R is a programming language and a software environment for data analysis and statistics. It is a GNU project, which means that it is free, open source software. It is growing exponentially by most measures—most estimates count over a million users, and it has over 4,000 add-on packages contributed by the community, with that number increasing by about 25% each year. The Tiobe Programming Community Index of language pop‐ularity places it at number 24 at the time of this writing, roughly on a par with SAS and MATLAB.
R is used in almost every area where statistics or data analyses are needed. Finance, marketing, pharmaceuticals, genomics, epidemiology, social sciences, and teaching are all covered, as well as dozens of other smaller domains.
About This Book
Since R is primarily designed to let you do statistical analyses, many of the books written about R focus on teaching you how to calculate statistics or model datasets. This un‐fortunately misses a large part of the reality of analyzing data. Unless you are doing
cutting-edge research, the statistical techniques that you use will often be routine, and the modeling part of your task may not be the largest one. The complete workflow for analyzing data looks more like this:
- Retrieve some data.
- Clean the data
- Explore and visualize the data
- Model the data and make predictions
- Present or publish your results
Of course at each stage, your results may generate interesting questions that lead you to look for more data, or for a different way to treat your existing data, which can send you back a step. The workflow can be iterative, but each of the steps needs to be undertaken.
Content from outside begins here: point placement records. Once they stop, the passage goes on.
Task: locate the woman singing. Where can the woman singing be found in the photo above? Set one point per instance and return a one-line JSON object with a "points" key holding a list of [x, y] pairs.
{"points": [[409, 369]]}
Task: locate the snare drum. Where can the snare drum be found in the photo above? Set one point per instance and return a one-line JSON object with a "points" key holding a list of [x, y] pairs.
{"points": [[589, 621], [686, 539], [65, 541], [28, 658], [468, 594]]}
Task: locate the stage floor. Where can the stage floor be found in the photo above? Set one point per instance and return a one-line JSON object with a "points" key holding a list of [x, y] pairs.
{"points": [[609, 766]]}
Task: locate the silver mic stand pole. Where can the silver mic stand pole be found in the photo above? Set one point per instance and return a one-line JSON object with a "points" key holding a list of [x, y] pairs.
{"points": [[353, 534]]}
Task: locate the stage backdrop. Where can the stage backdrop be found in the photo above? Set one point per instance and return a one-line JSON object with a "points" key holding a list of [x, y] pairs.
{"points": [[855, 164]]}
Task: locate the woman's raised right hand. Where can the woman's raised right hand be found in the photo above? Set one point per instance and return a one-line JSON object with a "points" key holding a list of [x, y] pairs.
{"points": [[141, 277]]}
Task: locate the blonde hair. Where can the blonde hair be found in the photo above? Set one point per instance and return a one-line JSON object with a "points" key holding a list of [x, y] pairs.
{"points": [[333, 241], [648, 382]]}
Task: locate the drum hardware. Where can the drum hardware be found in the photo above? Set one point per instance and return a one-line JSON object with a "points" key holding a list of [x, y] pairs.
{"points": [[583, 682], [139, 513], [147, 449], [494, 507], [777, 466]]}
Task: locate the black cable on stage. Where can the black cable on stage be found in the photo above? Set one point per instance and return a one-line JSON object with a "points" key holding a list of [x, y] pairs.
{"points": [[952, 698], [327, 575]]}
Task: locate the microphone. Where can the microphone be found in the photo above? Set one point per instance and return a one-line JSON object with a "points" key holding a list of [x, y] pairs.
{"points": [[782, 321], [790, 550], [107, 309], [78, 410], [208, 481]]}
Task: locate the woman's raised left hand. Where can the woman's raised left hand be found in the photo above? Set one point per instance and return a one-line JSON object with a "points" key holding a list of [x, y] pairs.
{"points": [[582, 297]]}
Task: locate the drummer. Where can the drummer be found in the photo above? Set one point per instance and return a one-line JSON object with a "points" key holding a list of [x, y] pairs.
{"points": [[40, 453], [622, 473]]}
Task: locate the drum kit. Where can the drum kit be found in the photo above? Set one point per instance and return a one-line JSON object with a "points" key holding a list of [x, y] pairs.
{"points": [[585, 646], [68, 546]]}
The first part of this book is designed to teach you R from scratch—you don’t need any experience in the language. In fact, no programming experience at all is necessary, but if you have some basic programming knowledge, it will help. For example, the book
explains how to comment your code and how to write a for loop, but doesn’t explain in great detail what they are. If you want a really introductory text on how to program, then Python for Kids by Jason R. Briggs is as good a place to start as any!
The second part of the book takes you through the complete data analysis workflow in R. Here, some basic statistical knowledge is assumed. For example, you should under‐ stand terms like mean and standard deviation, and what a bar chart is.
The book finishes with some more advanced R topics, like object-oriented programming and package creation. Garrett Grolemund’s Data Analysis with R picks up where this book leaves off, covering data analysis workflow in more detail.
A word of warning: this isn’t a reference book, and many of the topics aren’t covered in great detail. This book provides tutorials to give you ideas about what you can do in R and let you practice. There isn’t enough room to cover all 4,000 add-on packages, but
by the time you’ve finished reading, you should be able to find the ones that you need, and get the help you need to start using them.
What Is in This Book
This is a book of two halves. The first half is designed to provide you with the technical skills you need to use R; each chapter is a short introduction to a different set of data types (for example, Chapter 4 covers vectors, matrices, and arrays) or a concept (for
example, Chapter 8 covers branching and looping).
Which Chapters Should I Read?
If you have never used R before, then start at the beginning and work through chapter by chapter. If you already have some experience with R, you may wish to skip the first chapter and skim the chapters on the R core language.
Each chapter deals with a different topic, so although there is a small amount of dependency from one chapter to the next, it is possible to pick and choose chapters that interest you.
I recently discussed this matter with Andrie de Vries, author of R For Dummies. He suggested giving up and reading his book instead!